Programs with high online social TV activity can be good for advertisers

woman-chatting-checking-phone-1919238Advertisers can benefit from a boost in online sales by showing ads that air on television programs with more “social TV” activity.

Beth Fossen of the Kelley School of Business at Indiana University, and David Schweidel of the Goizueta Business School at Emory University, sought to determine whether programs with high online social TV activity, so called “social shows,” are good for advertisers.

Social TV activity refers to people sharing their TV experience with others on social media platforms such as Twitter and Facebook. The researchers describe it as “the simultaneous consumption of television alongside social media chatter about the programming.”

Television viewers engage in social media activity a lot more often than they did in the past while watching certain programs. In 2014, Nielsen estimated that 80 percent of television viewers in the US simultaneously used another device while watching television.

While this type of behavior can boost engagement, there have been concerns that it could distract viewers from advertisements.

Using multi-source data on television advertising, social media conversations, and online shopping activity for five large retailers, the researchers employed a hierarchical Bayesian model to see how television viewers’ online engagement with programs impacts online traffic and sales at retailers that advertise during the programs.

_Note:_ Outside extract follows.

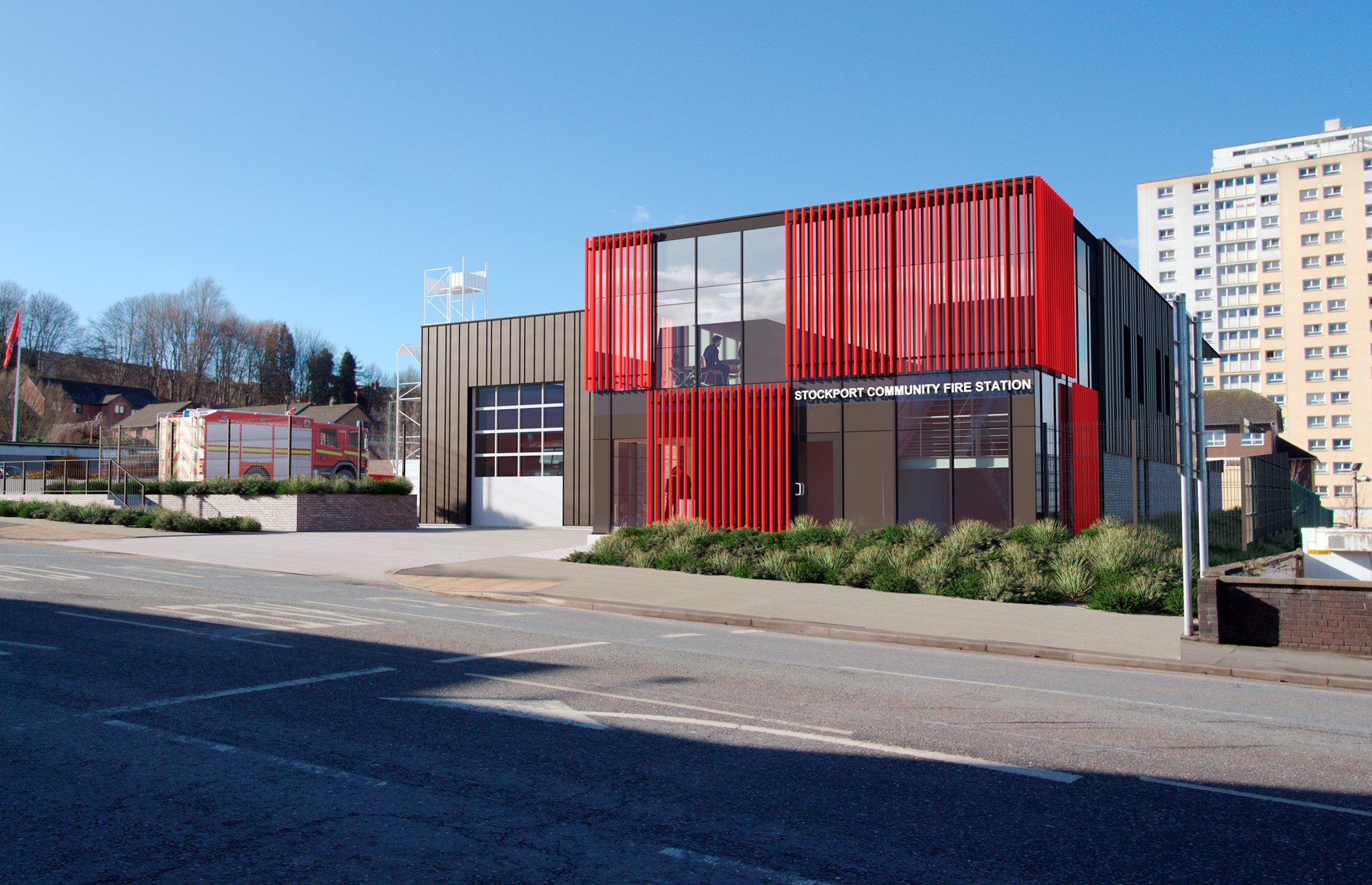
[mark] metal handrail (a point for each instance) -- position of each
(43, 474)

Overall, their findings suggest that social television shows can be good for advertisers.

Ads that aired in programs with more social TV activity were found to have higher ad responsiveness in terms of online shopping behaviors.

“We found that this pattern varied with the mood of the advertisement, with funny and emotional advertisements seeing the largest increases in online shopping activity,” said Fossen.

“Our results shed light on how advertisers can encourage online shopping activity on their websites in the age of multiscreen consumers.”

Fossen added: “Our research indicates that there may be four key reasons why programs with high online engagement may benefit advertisers.

“First participation in online chatter about a program may indicate that viewers are more engaged with the program. Second, online program engagement may encourage loyal, committed viewing audience. Third, media multitasking may decrease the ability for the viewer to counterargue or resist persuasion attempts, increasing ad effectiveness. And finally, the activity can increase production and consumption of brand-related earned media.

“In other words, viewers who converse about the TV program may also discuss the ads online.”

The study, titled “Social TV, Advertising, and Sales: Are Social Shows Good for Advertisers?,” will be published in the April edition of the INFORMS journal Marketing Science.